RT em locais de risco e prevenção de complicações ósseas
Por Bernardo Salvajoli, médico especialista em radioterapia do Instituto do Câncer do Estado de São Paulo (ICESP) e do Hospital do Coração (HCorOnco)
“Historicamente, a radioterapia paliativa para lesões ósseas se concentrou em reduzir a dor e outras complicações relacionadas quando o câncer já não é mais considerado curável. Existe o conceito de que pode ser usada para prevenir fraturas em locais críticos ou compressões medulares, mas na prática essa abordagem acaba sendo muito pouco utilizada.
Embora a radioterapia externa seja o padrão de cuidado para lesões dolorosas, ela não tem sido amplamente utilizada para lesões assintomáticas fora do contexto oligometastático.
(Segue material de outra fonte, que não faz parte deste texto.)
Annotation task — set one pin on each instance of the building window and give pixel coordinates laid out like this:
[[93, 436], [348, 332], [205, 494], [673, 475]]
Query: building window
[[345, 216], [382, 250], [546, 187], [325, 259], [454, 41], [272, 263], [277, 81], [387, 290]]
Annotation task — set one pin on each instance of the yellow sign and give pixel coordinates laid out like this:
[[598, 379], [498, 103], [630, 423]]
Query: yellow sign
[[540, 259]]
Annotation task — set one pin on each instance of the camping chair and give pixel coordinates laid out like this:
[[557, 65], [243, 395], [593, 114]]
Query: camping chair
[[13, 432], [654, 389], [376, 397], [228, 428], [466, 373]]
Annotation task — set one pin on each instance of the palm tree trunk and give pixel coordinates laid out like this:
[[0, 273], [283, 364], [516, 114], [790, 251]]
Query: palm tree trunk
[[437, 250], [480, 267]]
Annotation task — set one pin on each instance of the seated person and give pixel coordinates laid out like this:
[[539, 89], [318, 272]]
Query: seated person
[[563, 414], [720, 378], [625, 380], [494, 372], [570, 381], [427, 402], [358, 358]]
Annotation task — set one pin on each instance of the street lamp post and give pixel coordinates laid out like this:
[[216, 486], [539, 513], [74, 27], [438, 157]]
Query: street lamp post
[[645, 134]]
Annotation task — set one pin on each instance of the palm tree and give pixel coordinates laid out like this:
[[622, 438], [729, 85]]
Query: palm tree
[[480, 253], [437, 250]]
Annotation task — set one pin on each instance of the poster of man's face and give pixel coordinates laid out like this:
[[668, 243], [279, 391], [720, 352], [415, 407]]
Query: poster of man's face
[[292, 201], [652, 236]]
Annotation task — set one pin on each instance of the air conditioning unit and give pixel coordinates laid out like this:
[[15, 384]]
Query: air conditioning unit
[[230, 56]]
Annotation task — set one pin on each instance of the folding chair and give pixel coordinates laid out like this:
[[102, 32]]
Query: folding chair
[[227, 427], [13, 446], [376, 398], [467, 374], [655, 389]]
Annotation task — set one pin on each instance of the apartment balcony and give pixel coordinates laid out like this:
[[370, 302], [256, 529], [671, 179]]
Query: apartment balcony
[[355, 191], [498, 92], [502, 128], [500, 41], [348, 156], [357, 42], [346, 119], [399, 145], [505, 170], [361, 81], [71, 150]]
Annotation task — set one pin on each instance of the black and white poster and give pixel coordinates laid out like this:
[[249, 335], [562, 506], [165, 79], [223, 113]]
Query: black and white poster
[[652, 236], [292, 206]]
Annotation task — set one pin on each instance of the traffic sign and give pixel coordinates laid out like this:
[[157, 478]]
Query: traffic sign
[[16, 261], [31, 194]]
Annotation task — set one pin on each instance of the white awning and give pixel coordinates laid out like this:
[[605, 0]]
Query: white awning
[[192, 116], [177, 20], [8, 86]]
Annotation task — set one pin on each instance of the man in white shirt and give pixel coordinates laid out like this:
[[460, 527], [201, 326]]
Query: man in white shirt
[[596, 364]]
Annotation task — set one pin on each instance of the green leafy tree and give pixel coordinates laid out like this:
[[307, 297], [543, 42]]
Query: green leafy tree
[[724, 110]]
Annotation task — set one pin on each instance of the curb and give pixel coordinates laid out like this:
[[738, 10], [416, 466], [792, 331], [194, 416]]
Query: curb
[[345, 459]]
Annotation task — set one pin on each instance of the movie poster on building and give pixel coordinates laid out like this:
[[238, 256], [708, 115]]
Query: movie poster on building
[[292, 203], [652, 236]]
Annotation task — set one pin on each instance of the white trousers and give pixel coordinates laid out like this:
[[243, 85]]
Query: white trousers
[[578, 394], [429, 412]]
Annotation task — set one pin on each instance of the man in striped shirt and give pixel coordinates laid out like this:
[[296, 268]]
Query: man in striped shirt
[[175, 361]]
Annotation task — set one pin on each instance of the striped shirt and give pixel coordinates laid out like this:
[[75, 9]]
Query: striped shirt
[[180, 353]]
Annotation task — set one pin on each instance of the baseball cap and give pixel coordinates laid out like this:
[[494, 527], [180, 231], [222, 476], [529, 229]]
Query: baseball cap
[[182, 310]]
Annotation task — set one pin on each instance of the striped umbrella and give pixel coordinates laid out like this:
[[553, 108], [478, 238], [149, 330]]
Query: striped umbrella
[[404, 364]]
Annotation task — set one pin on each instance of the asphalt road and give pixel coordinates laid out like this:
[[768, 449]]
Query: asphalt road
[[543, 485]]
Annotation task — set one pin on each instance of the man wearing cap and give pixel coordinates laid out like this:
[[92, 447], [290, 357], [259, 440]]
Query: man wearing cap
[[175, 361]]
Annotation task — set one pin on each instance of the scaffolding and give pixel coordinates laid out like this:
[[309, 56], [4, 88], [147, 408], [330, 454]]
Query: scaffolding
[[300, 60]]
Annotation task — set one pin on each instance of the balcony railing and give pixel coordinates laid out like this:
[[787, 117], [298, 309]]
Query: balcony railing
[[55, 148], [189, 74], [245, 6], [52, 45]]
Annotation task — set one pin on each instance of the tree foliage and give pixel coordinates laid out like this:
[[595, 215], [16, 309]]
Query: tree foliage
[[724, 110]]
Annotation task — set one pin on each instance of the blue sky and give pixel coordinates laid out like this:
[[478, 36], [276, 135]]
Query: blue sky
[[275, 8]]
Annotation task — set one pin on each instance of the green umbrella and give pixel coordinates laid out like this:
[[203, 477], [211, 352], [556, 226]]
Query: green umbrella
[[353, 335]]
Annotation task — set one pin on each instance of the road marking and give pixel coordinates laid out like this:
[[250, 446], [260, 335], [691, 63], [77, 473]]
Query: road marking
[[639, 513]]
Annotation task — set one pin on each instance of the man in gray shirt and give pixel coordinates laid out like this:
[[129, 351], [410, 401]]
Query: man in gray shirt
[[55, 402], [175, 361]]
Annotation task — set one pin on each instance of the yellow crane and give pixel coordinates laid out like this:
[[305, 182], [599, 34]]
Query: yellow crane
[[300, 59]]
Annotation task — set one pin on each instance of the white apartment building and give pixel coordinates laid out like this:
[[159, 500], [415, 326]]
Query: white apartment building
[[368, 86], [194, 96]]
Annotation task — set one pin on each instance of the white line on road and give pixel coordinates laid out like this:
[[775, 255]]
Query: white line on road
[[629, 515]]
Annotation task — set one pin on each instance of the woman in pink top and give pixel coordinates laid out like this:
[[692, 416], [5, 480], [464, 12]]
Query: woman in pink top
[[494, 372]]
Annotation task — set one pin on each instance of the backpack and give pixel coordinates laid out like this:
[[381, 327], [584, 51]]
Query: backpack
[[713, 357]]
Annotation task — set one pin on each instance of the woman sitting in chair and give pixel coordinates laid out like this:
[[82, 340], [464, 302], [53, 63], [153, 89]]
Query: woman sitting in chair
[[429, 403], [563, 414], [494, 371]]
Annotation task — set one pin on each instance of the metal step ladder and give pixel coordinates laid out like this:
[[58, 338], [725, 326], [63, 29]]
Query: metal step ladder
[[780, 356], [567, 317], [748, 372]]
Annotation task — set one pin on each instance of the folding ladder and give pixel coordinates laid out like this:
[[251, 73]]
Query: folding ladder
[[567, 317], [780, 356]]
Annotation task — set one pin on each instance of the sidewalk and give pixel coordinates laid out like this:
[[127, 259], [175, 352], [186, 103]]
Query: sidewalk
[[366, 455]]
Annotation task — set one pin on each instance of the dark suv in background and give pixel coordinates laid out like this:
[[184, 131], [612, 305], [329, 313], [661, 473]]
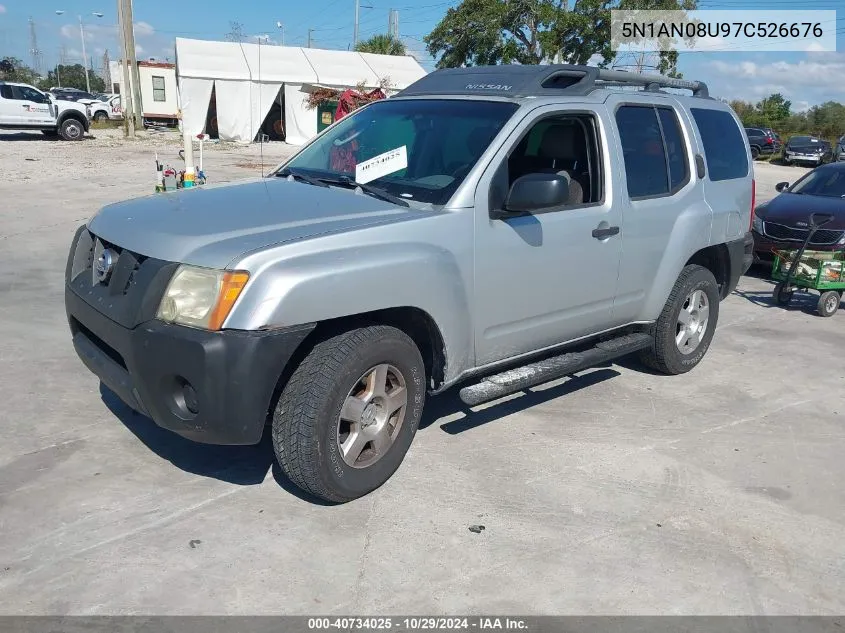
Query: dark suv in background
[[763, 142]]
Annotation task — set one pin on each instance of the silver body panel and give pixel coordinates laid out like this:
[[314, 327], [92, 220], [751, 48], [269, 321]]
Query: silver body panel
[[496, 289]]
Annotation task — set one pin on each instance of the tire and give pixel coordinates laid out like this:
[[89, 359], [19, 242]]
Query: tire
[[781, 297], [71, 130], [829, 303], [341, 373], [666, 355]]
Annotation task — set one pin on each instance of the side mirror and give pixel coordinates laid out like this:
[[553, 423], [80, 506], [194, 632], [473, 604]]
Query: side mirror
[[532, 192]]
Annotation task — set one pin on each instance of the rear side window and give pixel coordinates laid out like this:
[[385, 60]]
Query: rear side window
[[654, 150], [724, 147]]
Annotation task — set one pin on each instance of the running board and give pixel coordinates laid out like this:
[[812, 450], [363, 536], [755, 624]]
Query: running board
[[520, 378]]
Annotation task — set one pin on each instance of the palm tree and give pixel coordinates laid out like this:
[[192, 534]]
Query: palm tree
[[382, 45]]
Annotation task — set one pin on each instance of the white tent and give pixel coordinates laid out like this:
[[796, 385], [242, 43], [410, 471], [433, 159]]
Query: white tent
[[247, 79]]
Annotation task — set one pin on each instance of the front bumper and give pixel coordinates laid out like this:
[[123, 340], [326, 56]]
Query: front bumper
[[765, 246], [803, 158], [210, 387]]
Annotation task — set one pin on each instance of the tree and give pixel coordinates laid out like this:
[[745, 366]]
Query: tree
[[775, 108], [481, 32], [13, 69], [382, 45], [73, 76]]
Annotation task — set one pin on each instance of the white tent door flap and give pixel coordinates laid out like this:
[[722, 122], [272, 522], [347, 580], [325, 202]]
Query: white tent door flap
[[300, 122], [265, 95], [195, 95], [235, 111]]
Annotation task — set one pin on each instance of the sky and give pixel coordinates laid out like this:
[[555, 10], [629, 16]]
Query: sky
[[804, 78]]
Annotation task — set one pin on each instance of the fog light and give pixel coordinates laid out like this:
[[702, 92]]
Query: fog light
[[190, 397]]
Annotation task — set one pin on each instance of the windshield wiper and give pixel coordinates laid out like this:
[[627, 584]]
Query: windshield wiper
[[376, 192], [303, 177]]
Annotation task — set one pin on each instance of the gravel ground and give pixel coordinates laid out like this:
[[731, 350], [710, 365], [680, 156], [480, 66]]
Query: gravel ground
[[615, 492]]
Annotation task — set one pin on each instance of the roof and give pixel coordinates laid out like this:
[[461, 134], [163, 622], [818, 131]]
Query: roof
[[539, 81], [291, 64]]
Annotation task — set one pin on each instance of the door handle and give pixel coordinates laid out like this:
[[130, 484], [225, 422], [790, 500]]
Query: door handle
[[609, 231]]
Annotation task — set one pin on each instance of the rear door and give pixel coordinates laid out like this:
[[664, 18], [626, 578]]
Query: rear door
[[728, 170], [664, 215]]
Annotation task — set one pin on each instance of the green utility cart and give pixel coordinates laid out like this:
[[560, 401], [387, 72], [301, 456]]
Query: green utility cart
[[818, 270]]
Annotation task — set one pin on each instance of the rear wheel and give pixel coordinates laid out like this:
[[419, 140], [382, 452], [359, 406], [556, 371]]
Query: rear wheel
[[71, 130], [685, 328], [829, 303], [349, 412]]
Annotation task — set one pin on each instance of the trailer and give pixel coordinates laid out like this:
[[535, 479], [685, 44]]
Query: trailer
[[159, 94]]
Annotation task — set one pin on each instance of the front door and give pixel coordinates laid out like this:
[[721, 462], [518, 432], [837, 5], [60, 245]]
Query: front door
[[34, 107], [547, 277]]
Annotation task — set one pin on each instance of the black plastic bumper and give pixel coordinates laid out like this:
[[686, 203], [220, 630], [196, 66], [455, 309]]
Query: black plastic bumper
[[741, 252], [210, 387]]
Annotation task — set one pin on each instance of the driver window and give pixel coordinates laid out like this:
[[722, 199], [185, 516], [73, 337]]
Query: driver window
[[566, 145]]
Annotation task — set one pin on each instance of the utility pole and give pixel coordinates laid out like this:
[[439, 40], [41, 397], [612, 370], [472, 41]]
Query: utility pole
[[393, 24], [84, 55], [126, 95], [133, 87], [355, 36], [358, 7], [33, 48]]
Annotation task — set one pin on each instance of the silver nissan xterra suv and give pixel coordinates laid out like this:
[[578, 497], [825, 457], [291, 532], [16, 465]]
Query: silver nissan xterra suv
[[497, 227]]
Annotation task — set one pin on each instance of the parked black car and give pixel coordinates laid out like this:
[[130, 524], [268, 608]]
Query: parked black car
[[761, 142], [839, 152], [782, 222], [807, 149]]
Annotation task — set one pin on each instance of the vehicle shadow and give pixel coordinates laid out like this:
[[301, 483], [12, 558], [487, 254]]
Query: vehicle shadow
[[27, 136], [448, 403], [240, 465]]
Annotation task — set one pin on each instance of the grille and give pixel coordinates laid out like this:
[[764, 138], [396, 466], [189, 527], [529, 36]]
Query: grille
[[131, 293], [791, 234]]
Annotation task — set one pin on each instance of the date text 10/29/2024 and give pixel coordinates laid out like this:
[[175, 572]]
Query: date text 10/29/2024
[[418, 623]]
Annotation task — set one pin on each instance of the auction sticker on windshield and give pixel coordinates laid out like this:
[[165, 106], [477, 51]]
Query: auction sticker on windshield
[[382, 165]]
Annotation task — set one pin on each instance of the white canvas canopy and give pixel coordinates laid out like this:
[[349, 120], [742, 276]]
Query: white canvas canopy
[[247, 79]]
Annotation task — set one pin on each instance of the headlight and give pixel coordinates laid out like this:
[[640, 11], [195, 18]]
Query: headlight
[[201, 297]]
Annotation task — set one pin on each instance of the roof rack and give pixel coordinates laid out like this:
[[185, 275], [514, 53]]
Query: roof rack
[[541, 80]]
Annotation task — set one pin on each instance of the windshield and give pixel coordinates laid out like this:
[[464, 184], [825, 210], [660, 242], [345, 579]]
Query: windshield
[[419, 150], [822, 182]]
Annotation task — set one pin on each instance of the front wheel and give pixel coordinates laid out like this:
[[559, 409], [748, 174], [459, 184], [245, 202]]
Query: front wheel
[[685, 327], [829, 303], [349, 412]]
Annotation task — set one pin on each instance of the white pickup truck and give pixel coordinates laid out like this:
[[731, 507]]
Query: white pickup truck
[[23, 107]]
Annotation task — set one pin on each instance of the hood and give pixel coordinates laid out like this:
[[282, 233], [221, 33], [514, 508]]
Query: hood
[[790, 208], [212, 225], [803, 146]]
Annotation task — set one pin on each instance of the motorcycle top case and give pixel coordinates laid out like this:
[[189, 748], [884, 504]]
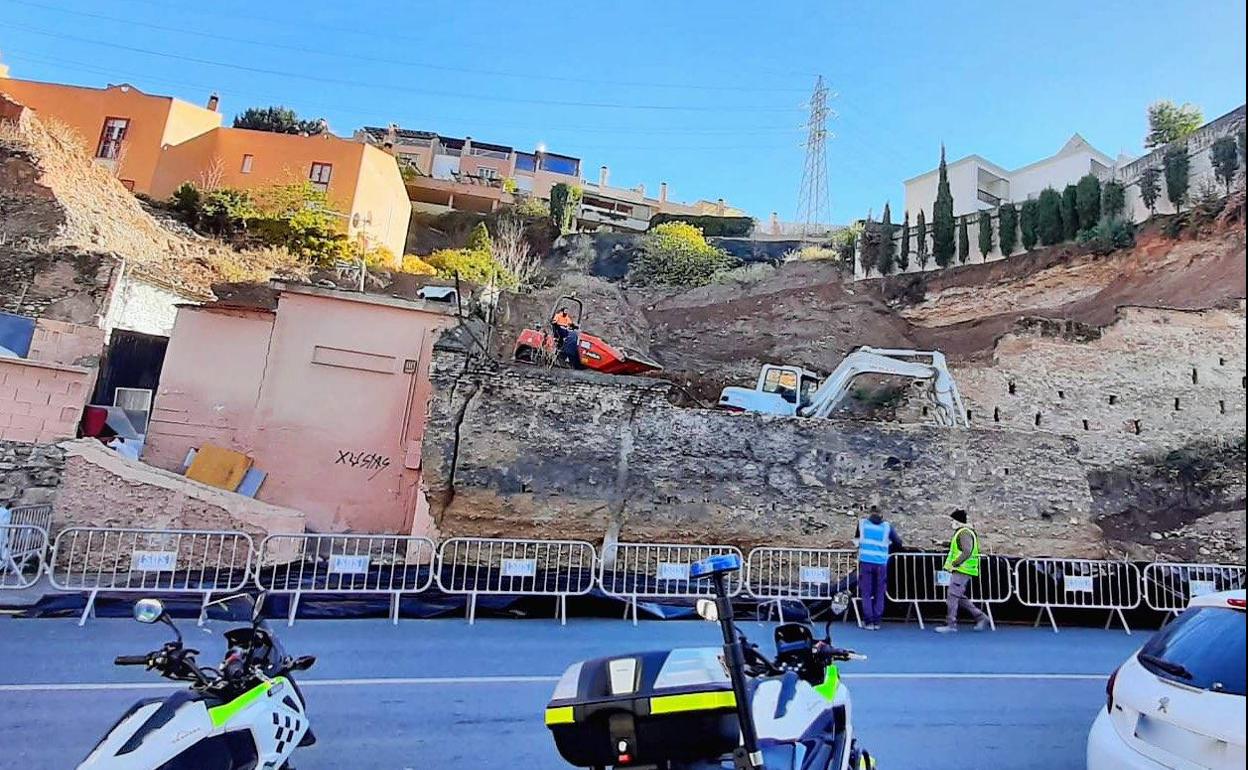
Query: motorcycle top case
[[644, 708]]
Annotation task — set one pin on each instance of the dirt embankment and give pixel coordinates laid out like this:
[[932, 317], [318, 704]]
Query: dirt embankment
[[810, 313]]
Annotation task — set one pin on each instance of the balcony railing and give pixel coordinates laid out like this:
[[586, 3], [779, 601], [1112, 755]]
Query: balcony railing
[[987, 197]]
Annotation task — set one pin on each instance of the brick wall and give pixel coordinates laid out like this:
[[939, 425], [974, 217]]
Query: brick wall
[[41, 402], [66, 343]]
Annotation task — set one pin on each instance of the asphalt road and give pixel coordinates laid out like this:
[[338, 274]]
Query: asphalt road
[[443, 694]]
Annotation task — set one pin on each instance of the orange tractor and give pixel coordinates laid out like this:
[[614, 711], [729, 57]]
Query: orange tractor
[[563, 343]]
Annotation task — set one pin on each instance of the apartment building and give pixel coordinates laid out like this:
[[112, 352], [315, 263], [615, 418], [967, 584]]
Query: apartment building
[[444, 172], [979, 184], [152, 144]]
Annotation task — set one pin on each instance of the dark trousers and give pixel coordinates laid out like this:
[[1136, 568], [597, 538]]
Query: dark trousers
[[872, 585]]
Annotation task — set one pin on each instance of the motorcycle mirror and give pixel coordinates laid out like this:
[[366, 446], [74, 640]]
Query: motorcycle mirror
[[708, 610], [149, 610]]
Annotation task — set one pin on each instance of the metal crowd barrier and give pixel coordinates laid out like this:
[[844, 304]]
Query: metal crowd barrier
[[21, 554], [637, 570], [150, 560], [1051, 584], [919, 578], [298, 564], [1170, 587], [775, 574], [474, 567]]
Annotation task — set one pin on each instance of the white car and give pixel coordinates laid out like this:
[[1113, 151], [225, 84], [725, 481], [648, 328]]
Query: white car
[[1178, 703]]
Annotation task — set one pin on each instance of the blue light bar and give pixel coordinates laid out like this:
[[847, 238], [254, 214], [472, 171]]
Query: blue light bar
[[728, 562]]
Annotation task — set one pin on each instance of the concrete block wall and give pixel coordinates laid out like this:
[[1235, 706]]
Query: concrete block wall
[[41, 402]]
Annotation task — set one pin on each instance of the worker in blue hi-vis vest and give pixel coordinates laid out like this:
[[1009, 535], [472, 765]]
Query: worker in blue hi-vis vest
[[874, 539], [962, 563]]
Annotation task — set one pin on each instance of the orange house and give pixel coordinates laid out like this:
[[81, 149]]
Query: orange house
[[154, 144]]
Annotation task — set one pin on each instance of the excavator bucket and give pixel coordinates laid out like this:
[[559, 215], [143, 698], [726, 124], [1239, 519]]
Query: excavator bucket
[[610, 360]]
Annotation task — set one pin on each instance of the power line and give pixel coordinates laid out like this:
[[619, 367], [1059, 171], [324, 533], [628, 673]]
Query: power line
[[813, 195], [366, 58], [321, 107], [340, 81]]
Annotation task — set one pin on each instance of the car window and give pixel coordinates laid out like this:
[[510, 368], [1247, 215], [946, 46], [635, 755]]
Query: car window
[[1206, 640]]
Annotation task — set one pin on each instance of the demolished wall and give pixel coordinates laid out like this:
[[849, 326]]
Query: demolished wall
[[549, 453]]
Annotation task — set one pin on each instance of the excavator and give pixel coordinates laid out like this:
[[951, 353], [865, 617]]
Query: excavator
[[793, 391], [541, 345]]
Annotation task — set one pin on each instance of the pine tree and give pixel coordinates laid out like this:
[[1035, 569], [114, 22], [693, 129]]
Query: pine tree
[[1048, 217], [921, 251], [964, 241], [985, 233], [904, 256], [942, 217], [1071, 222], [887, 248], [1151, 187], [1007, 229]]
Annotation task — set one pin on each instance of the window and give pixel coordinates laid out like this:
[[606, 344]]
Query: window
[[111, 136], [1202, 648], [321, 174]]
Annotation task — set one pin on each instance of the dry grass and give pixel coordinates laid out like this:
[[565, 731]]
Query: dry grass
[[102, 216]]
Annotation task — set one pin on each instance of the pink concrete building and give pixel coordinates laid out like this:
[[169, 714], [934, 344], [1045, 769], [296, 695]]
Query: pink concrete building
[[326, 389]]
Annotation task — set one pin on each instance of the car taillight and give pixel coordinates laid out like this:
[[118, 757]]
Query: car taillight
[[1108, 690]]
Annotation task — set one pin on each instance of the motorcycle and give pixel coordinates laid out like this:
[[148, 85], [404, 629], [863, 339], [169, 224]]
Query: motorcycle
[[245, 714], [708, 709]]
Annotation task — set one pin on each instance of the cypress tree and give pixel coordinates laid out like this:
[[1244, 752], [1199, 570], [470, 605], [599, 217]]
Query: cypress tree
[[985, 233], [942, 217], [922, 240], [1048, 214], [887, 248], [1028, 224], [1007, 229], [1071, 224], [964, 241], [904, 257], [1088, 192]]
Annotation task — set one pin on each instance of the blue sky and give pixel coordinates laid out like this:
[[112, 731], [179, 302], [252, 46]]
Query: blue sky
[[706, 96]]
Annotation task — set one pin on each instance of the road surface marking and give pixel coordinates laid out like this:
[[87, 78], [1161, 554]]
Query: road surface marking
[[471, 680]]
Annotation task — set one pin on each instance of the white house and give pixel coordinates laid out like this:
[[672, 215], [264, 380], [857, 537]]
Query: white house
[[977, 182]]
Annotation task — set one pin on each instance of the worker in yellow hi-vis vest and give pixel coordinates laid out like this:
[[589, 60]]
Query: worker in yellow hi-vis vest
[[962, 563]]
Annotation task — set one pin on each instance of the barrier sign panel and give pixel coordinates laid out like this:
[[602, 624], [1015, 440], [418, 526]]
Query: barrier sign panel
[[154, 560], [519, 568], [1199, 588], [816, 574], [1078, 584], [348, 564], [673, 570]]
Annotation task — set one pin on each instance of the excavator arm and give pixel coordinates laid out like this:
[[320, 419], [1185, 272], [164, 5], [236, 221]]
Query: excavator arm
[[917, 365]]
Geralmente, os pacientes continuam em terapia sistêmica até que as lesões se tornem sintomáticas.
Este estudo surgiu da observação de que muitos pacientes hospitalizados devido a metástases ósseas complicadas já apresentam evidências dessas lesões em exames de imagem vários meses antes da complicação.
Os pesquisadores esperavam mostrar que complicações relacionadas poderiam ser prevenidas ao tratar metástases ósseas assintomáticas com radiação e ficaram surpresos ao descobrir que os benefícios dessa terapia podem ir além da prevenção, talvez com ganhos em fazer os pacientes viverem mais. É instigante pensar que a radioterapia paliativa, uma terapia simples e mais barata, poderia prolongar a sobrevida.
O que podemos extrair do artigo de Fase II é que sim, existe um papel para a prevenção de complicações ósseas usando radioterapia em locais de risco, como colo de fêmur ou coluna, por exemplo, e gera uma hipótese para estudos de fase III, que talvez, com essa abordagem, possa fazer os pacientes viverem mais.
Diversas dúvidas persistem e devem ser esclarecidas nos próximos estudos: Qual o melhor momento de intervenção? Quais histologias se beneficiam? Quais locais anatômicos têm maior risco de hospitalização e quais devem ser tratados?
Referência: DOI: 10.1200/JCO.23.00753 Journal of Clinical Oncology. Published online September 25, 2023.